“Gold stocks have been taking it on the chin lately. And that's bad news for anyone who owns gold.
Gold stocks often move ahead of the metal. A rally in the stocks usually leads to a rally in gold, and a decline in gold stocks often foretells of weakness in gold. So the 20% drop in the Gold Bugs Index (^HUI on Yahoo Finance) over the past five weeks is a bad omen for the shiny yellow metal.
Gold is on the verge of breaking to the downside of a consolidating-triangle pattern. A move below $920 per ounce will likely set off a short-term correction down to support around $870.” You see, we know gold is in a bull market because the metal is trading above its 40-month exponential moving average (EMA), which defines a bull market for gold...”This from Jeff Clark, a well known trader with Agora Publishing.
From a Floydian perspective Gold (GLD) and lessly Silver (SSRI or SLV) are commodity plays in a world that has become commodity driven, and Gold is now thought of less as “the only real money”. This is wrong thinking. As China works us to a “world currency” and the G20 begin to consider it, as the dollar weakens again, and it will, Gold will become a currency.
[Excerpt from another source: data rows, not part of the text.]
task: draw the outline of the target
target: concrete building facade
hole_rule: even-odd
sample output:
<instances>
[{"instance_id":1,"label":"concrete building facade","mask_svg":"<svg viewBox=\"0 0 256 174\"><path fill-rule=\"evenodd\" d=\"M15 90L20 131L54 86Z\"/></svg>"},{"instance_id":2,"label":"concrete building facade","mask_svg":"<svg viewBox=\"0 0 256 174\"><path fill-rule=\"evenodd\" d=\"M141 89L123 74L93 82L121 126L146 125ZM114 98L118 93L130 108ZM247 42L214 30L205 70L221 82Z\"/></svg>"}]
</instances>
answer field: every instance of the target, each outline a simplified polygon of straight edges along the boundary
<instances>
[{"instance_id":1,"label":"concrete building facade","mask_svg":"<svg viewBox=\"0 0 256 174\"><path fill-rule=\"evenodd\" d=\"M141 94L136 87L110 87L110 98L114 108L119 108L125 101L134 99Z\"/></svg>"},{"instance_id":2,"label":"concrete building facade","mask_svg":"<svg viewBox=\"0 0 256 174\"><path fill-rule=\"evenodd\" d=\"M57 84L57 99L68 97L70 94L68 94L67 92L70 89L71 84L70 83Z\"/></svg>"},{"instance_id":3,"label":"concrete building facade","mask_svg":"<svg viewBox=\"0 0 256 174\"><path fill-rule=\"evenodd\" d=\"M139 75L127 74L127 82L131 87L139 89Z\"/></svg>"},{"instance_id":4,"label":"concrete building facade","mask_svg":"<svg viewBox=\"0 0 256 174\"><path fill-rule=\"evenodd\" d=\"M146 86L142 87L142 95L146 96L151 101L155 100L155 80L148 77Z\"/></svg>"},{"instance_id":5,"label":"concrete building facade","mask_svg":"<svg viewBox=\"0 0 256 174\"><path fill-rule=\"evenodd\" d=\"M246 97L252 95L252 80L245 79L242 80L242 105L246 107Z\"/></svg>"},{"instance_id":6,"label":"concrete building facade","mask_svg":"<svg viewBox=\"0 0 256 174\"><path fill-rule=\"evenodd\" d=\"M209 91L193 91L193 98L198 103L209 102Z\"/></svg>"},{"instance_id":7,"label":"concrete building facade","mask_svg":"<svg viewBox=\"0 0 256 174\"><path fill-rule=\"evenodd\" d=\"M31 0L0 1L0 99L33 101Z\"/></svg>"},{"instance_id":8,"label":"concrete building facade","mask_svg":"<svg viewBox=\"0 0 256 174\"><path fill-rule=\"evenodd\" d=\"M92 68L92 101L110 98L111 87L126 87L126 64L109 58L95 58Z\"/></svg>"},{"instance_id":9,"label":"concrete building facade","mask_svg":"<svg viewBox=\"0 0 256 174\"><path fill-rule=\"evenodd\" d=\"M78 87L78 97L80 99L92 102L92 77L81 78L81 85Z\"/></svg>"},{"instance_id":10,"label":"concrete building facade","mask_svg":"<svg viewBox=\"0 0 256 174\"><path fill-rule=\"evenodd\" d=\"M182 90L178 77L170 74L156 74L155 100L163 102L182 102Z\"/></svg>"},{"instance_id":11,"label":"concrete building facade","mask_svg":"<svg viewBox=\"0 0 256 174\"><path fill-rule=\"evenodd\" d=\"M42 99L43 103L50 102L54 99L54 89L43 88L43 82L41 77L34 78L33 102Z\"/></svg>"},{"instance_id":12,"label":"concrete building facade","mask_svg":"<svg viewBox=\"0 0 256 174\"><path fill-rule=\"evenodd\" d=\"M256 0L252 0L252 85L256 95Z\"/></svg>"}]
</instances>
In the meantime we may consider both a short term put on Gold (GLD) on the downside potential, and plan a long buy on GLD (which we already own a core position in. We’ve sold 2/3’s of our holdings thru 2/28/08 at 45% to 68% profits. Blue Chip subscribers that know all of our holdings saw us build 15% of our portfolio to GLD in the past 10 months, and begin to reduce it.
Here’s our suggestion for long term subscribers. Hold your remaining 1/3 of GLD, and buy puts short term on a downside. When Gold hits 870 to 820 we’ll consider adding to our position in GLD, if market conditions remain precarious.